As a parent I have, over the years, read many books to my growing children. As the youngest of them is now into teenager-hood, they are all much too old to be read to anymore; but I’m sure the growing tribe of grandchildren will one day require my services.

One of the things I often found when reading to children was how their reactions to books were very different from the ones an adult might have expected.

I read to my children, complete and unabridged, Charles Dickens’ Oliver Twist. When I got to the death of Nancy, bludgeoned by the Cockney thug Bill Sikes, I gave it full dramatic force, playing up the brutality and the horror and the pathos in my yelping and growling and sobbing and the piteous cries for mercy of Nancy.

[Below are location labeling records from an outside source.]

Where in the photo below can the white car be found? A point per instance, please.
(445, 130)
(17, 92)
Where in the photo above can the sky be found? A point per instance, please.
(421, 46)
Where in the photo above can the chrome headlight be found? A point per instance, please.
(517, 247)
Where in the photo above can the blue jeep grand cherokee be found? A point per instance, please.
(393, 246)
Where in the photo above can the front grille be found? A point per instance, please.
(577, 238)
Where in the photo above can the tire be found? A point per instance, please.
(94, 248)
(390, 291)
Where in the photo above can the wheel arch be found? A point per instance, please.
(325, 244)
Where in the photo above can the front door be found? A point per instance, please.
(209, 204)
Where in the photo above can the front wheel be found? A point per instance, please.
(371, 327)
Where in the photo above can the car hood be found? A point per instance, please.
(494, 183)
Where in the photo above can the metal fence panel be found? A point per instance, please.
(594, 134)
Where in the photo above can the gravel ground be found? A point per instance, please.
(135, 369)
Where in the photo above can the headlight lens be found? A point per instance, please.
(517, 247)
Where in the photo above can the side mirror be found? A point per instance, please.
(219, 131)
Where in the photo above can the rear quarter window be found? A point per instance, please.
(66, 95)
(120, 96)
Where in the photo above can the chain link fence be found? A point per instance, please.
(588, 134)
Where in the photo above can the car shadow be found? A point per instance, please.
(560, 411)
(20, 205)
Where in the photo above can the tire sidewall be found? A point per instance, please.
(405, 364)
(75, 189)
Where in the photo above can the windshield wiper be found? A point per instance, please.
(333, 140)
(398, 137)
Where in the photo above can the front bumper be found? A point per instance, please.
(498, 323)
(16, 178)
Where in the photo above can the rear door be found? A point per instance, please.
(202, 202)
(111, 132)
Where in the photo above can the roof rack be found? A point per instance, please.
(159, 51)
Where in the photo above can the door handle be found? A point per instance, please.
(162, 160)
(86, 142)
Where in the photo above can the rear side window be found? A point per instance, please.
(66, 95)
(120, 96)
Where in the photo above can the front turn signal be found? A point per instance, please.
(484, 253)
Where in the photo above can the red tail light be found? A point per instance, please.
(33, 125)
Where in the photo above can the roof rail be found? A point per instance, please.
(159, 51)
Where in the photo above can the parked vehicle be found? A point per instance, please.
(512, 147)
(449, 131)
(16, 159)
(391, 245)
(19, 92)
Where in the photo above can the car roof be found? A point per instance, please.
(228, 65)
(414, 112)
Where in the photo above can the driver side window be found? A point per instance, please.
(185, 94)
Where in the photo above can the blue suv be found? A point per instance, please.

I expected my children to quiver with horror or at the very least be shocked.

But they didn’t turn a hair. It was just another episode in the story to them.

But a few chapters later, when Bill Sikes’ dog met its death, they were genuinely shocked and let out gasps of horror. Animals being mistreated perhaps seemed more vivid to them than the death of a woman.

Also they surprised me by liking the Rose Maylie bits of the novel, where the mistreated Oliver briefly finds safe haven in the country. These are episodes that are always cut out of film and television adaptations of Oliver Twist because they don’t advance the plot much; and therefore they tend not to be well-remembered. But I think my children felt comfy and cosy with them. Little waif being looked after by substitute mother is a motif to which children respond well.

As another example of my children not responding to a reading as I hoped they would – I read Robert Louis Stevenson’s Treasure Island to them, doing my best Long John Silver “Aaarrrr Jim lad!” theatricals. It worked up to a point. At least they followed the story, were suitably shocked by the plans of mutiny which Jim overhears when he wakes in an apple barrel (think of the logistics of this, by the way – it’s not RLS’s most credible moment), liked crazy Ben Gunn with his requests for cheese and were intrigued by Jim’s encounter with seals and voyage in the coracle.

But as the battles increased between mutinying pirates and Captain Smollett’s loyal followers, and as the body count rose, my children began to resist the story and actually rebel against it. When I read Treasure Island as a kid, the death of Israel Hands was a sublime moment (“One more step, Mr Hands, and I’ll blow your brains out!”).  For my children it was just one more murder and they began to say, “This story is violent and horrible”.

As an adult, I’m probably being very inconsistent in expecting my children to be appalled by murder in one novel (Oliver Twist) and to enjoy it as part of a rollicking tale in another (Treasure Island). But their reaction was just as inconsistent as my own.

There may be another factor at work here. In all sorts of ways, my children were subjected to values and social pressures that didn’t exist in quite the same way when I was their age.

I think Captain Marryat’s The Children of the New Forest – the one about Cavalier children hiding out from Roundheads – is still a charming pastoral and wonderful piece of wish-fulfilment for younger adolescents who want to dream of running their own house without grown-ups. But my eldest daughter got very angry with it when I read it to her and her elder brother.

The problem is that all the interesting stuff in the story happens to the two boys, Edward and Humphrey, who learn to be foresters, hunt animals, evade their enemies and so forth. The two girls, Alice and Edith, simply stay at home in the forest cottage and keep house. This made my daughter furious. Girls should be able to do anything, obviously. No gender stereotyping and boring housekeeping please. She folded her arms, glowered and stamped her foot when I got to the end of The Children of the New Forest. She was much more comfortable with the assertive Nancy, adventurous captain of the Amazons, in Arthur Ransome’s Swallows and Amazons series.

So feminism and anti-violence teaching have some impact on kids. And perhaps reasoned nature and wildlife documentaries do too. When I read Arthur Conan Doyle’s The Lost World to my kids, one of my sons protested at the author’s description of nesting dinosaurs as if it was something filthy and disgusting. “But they’re only animals”, he said, realizing that Sir Arthur was trying to manipulate the readers’ response with inappropriately chosen adjectives.

I heard somebody once claim that children have very acute “bullshit detectors”. I don’t think this is always true. Children are as gullible as most adults when it comes to succumbing to publicity and fads. But where books are concerned their reactions can be surprising and unexpected; and they can sometimes see through an author’s artifice, even if they don’t always understand the codes that govern genres.